Dünyanın en büyük şirketlerine liderlik eden CEO’ların çoğu, mevcut ekonomik ve jeopolitik rüzgarların yarattığı tehdide ilişkin artan endişelere rağmen, çevresel, sosyal ve yönetişim (ESG) konularına öncelik vermeye devam ediyor. Danışmanlık devi KPMG’nin, yıllık gelirleri 500 milyon doların üzerinde olan ve üçte biri 10 milyar doların üzerinde gelir elde eden 1.300’den fazla firmanın CEO’suna, önümüzdeki üç yıl içinde işletmelerinin karşı karşıya olduğu en büyük riskler ve fırsatlar hakkındaki görüşlerini ölçmek için sorduğu büyük bir küresel anketin sonucu budur.

KPMG, jeopolitik ve siyasi belirsizliğin bu yılki ankette büyümeye yönelik en büyük risk olarak sıralandığını, ancak bu konuların 2022’deki aynı ankette temel endişeler arasında ilk beşe bile girmediğini belirterek, şirket liderleri arasında dünya çapında istikrarlı iş yatırım ortamlarına yönelik artan arzunun altını çizdi.
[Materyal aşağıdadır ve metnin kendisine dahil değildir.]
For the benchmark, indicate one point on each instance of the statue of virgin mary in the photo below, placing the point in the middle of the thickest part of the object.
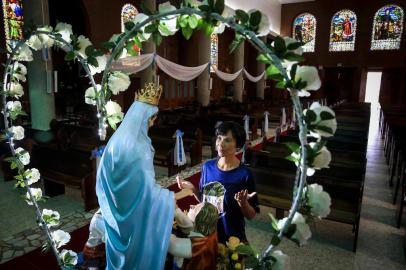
(138, 213)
Danışmanlık devi, Rusya’nın Ukrayna’daki savaşı ve Batı ile Çin arasındaki gerilimler başta olmak üzere küresel siyaset, ticaret dinamikleri ve uluslararası ilişkilerdeki “sürekli dalgalanmanın” CEO’ları stratejik önceliklerini yeniden değerlendirmeye ve iş esnekliğine odaklanmalarını artırmaya zorladığını söyledi.
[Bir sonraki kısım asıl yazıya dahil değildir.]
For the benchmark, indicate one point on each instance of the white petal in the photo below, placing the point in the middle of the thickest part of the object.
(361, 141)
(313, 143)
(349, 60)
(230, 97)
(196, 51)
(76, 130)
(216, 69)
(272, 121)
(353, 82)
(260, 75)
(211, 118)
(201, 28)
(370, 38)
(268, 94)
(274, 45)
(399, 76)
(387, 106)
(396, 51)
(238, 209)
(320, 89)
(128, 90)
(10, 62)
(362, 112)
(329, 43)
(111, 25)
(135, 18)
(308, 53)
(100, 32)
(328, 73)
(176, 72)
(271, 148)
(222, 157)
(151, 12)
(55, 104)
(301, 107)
CEO'ların Çoğunluğu ESG Performansını İyileştirmeye Kararlı

Anket ayrıca CEO’ların dörtte üçünden fazlasının yüzde 77’sinin yükselen faiz oranları, sıkılaşan para politikaları ve hayat pahalılığı baskılarının küresel durgunluk tehdidini artırma ve önümüzdeki üç yıl içinde işletmelerini olumsuz etkileme riski taşıdığına inandığını ortaya koydu. Ancak bu olumsuzluklara rağmen anket, yüzde 70’in üzerinde bir kesimin önümüzdeki üç yıl için küresel ekonomik görünümden emin olduğunu gösteriyor ki bu oran geçen yılki ankete göre büyük ölçüde değişmedi. Ayrıca anket bulguları, sağcı ABD politika yapıcıları arasında sürdürülebilir yatırım ve yönetişim uygulamalarına karşı bir tepkiyi körükleyen ESG konularındaki kutuplaştırıcı söyleme rağmen, çoğu CEO’nun ESG uygulamalarını işletmelerine yerleştirmeye kararlı olduğunu göstermektedir.
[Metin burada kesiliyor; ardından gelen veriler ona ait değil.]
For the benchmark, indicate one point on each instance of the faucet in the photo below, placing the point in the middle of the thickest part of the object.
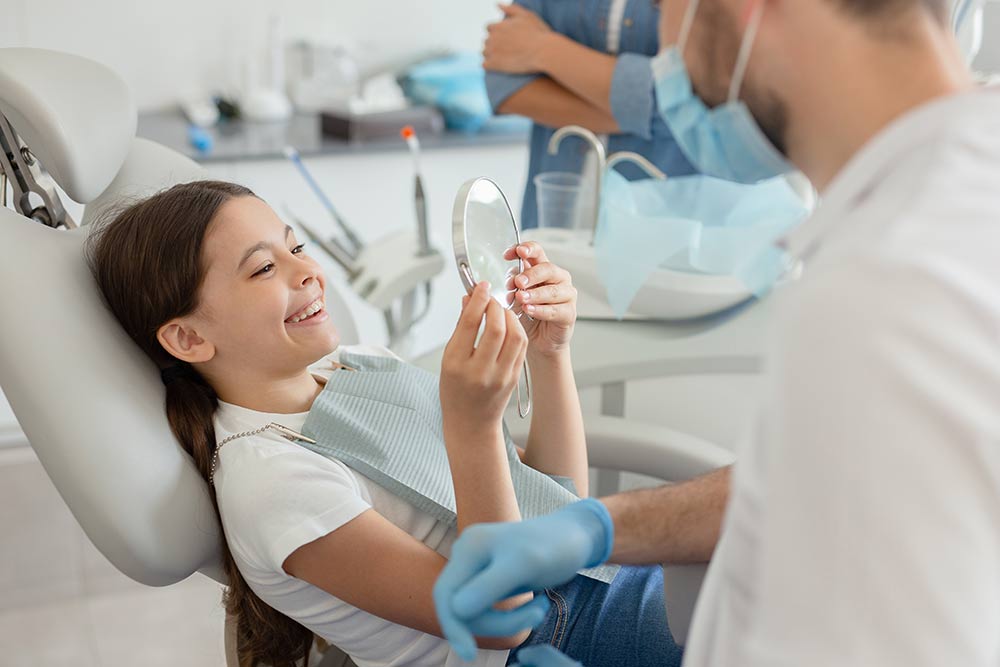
(602, 162)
KPMG’nin Global ESG Başkanı John McCalla-Leacy, “Artan ekonomik ve siyasi belirsizliğe rağmen, son anket bulguları CEO’ların ESG konusunda artan bir direnç ve odaklanma duygusunu yansıtıyor. İklim krizi gibi konular bazı bölgelerde kutuplaşmaya yol açıyor ancak iş dünyası liderleri bize, herkesin yararına olacak şekilde daha sürdürülebilir faaliyetlere geçişte olumlu bir rol oynadıklarından emin olmak için zorlu, etik kararlar almaya ve duruş sergilemeye hazır olduklarını söylediler.” dedi. 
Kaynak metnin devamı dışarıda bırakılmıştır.